470 Background: Appendiceal cancers are rare, comprising just 0.5% of all intestinal neoplasia, preventing the systematic study of these tumors in randomized clinical trials. Given this absence of clinical data, no evidence-based guidelines exist regarding the best management of this disease and no drugs have been developed to specifically target appendiceal adenocarcinoma (AA). The G protein GNAS is the second most frequently mutated gene after KRAS in low-grade (49%) mucinous AA (52%), making it an attractive drug target in this orphan disease. Methods: Using CRISPR, GNAS was knocked out in KM12, SNU175 and SKCO1 gastric cell lines that harbor GNASR201C mutation. The mutant and KO pairs of cells were evaluated for their proliferation rate and ability to form colonies in a clonogenic assay. RNA sequencing of the mutant and knock out cells was performed to determine pathways potentially associated with the GNAS signaling pathway. The Sanger GDSC was used to identify drugs selectively lethal to GNAS mutant tumors. Results: KM12 cells knocked out for GNAS showed a 40% decrease in proliferation compared to the parent cells with mutant GNAS (p < 0.0001). GNAS knockout significantly reduced colony formation of all three mutant cell lines (KM12: 397 vs. 94, SNU175: 512 vs. 134, and SKCO1: 36 vs. 5, p = 0.0022).
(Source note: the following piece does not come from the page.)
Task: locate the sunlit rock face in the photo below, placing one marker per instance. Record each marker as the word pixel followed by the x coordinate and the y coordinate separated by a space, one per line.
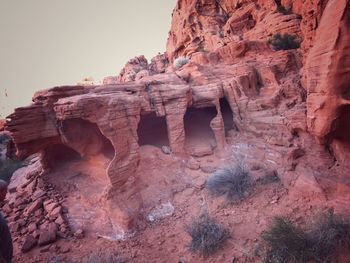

Analysis of four GNASR201C cell lines relative to matched controls identified IGF-1R, MEK and PKC as potential vulnerabilities. In vivo validation experiments are currently ongoing. Conclusions: Our findings suggest preliminarily that GNASR201C mutant cell lines are oncogene addicted to GNAS growth signal and could be targeted with inhibitor of GNAS or one of its downstream effectors.